Доктор достал и передал ему платок.
– По-вашему, действия матери были обусловлены любовью?
– Чем же ещё? – бросил Томпсон резко, так вышло случайно. – Я же нашёл выход. И остался жив.
Он замолчал, минуты две в комнате сохранялась тишина. Доктор выжидательно следил за движениями и мимикой Томпсона.
Наконец Томпсон сказал:
– Я думаю, она не умела показывать любовь обычным способом. Больше она не пыталась меня убить.
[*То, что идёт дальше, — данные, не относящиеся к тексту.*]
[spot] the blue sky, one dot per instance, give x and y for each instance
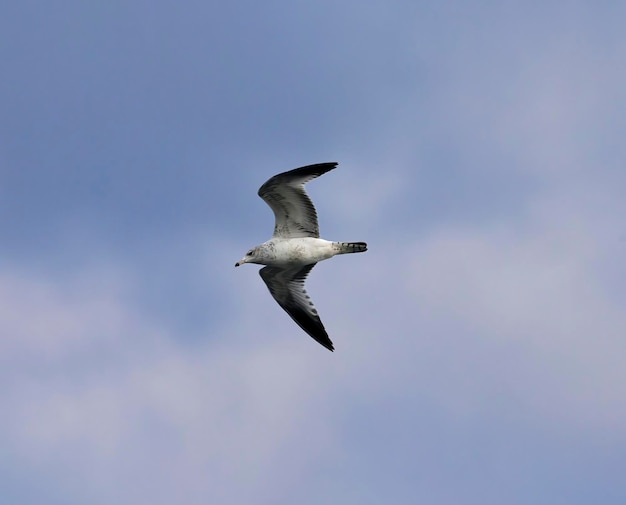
(479, 342)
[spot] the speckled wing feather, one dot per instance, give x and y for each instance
(293, 209)
(287, 287)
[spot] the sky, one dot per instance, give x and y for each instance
(480, 342)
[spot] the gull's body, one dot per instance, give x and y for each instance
(296, 247)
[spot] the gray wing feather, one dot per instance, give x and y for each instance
(293, 209)
(287, 287)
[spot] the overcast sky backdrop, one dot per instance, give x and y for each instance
(480, 342)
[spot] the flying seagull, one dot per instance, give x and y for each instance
(296, 247)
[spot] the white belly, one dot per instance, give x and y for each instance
(304, 250)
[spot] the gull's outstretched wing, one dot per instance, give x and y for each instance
(287, 287)
(294, 212)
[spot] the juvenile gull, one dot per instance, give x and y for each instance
(295, 247)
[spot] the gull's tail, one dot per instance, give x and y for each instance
(350, 247)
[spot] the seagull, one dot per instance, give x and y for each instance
(296, 247)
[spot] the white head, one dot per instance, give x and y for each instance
(250, 257)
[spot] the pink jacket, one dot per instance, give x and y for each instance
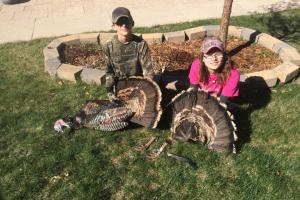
(229, 89)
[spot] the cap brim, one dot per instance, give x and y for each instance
(221, 49)
(117, 18)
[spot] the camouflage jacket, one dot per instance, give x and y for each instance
(125, 60)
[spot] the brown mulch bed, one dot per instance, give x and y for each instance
(173, 57)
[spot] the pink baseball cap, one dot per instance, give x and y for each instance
(210, 43)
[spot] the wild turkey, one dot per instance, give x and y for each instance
(200, 118)
(138, 101)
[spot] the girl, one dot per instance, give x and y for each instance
(214, 71)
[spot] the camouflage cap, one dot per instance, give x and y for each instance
(121, 12)
(210, 43)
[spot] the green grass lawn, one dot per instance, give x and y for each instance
(36, 163)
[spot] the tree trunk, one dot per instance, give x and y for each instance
(225, 21)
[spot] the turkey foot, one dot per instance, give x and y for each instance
(154, 154)
(144, 147)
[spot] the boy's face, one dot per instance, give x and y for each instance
(123, 26)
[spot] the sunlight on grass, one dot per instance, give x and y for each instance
(36, 163)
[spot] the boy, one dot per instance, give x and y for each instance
(126, 54)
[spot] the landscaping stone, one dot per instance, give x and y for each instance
(71, 39)
(51, 66)
(88, 38)
(267, 41)
(235, 31)
(151, 38)
(212, 30)
(262, 79)
(56, 44)
(195, 33)
(93, 76)
(50, 53)
(290, 54)
(69, 72)
(286, 71)
(104, 37)
(277, 47)
(176, 37)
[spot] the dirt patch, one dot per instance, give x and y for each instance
(170, 56)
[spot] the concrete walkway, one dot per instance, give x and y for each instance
(46, 18)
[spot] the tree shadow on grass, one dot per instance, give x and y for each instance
(255, 95)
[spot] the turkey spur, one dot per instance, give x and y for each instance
(138, 101)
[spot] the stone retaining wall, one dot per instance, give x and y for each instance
(284, 72)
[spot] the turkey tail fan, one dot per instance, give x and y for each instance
(143, 96)
(199, 117)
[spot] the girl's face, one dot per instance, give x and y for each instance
(213, 59)
(123, 26)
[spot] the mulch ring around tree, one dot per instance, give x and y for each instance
(172, 57)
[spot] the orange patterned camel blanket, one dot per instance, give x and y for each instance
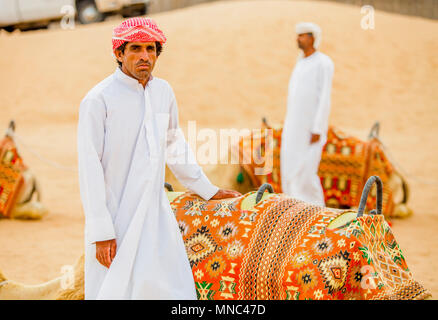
(345, 166)
(282, 248)
(11, 178)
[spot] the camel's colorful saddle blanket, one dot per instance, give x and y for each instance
(283, 248)
(11, 179)
(345, 166)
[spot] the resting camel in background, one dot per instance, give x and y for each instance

– Иными словами, больше не проявляла к вам своей любви?
Томпсон покачал головой.
– За всю жизнь она ни разу меня не обняла.
– Как вам кажется, почему?
– Я знаю почему! – вновь резко ответил Томпсон. – Она хотела вырастить меня сильным, даже чёрствым, чтобы меня невозможно было ранить.
– Вам известно, что её так ранило в жизни, от чего впоследствии она пыталась оградить и вас?
– Думаю, да. Мне кажется, отец её не любил.
– А вас?
Томпсон вздохнул, побарабанил пальцами по коленям.
– Думаю, не будет преувеличением сказать, что он меня не замечал.
Чуть погодя он добавил:
– Лет в десять я понял, что был для него нежеланным ребёнком. Я не входил в его планы.
Майкл Джейкобс, достав из ящика тетрадь, принялся делать записи.
– Когда вы осознали, что мама, пускай и таким странным образом, заботилась о вас?
– Три дня назад. На её похоронах.
– Три дня назад, – повторил доктор задумчиво. – Довольно поздно.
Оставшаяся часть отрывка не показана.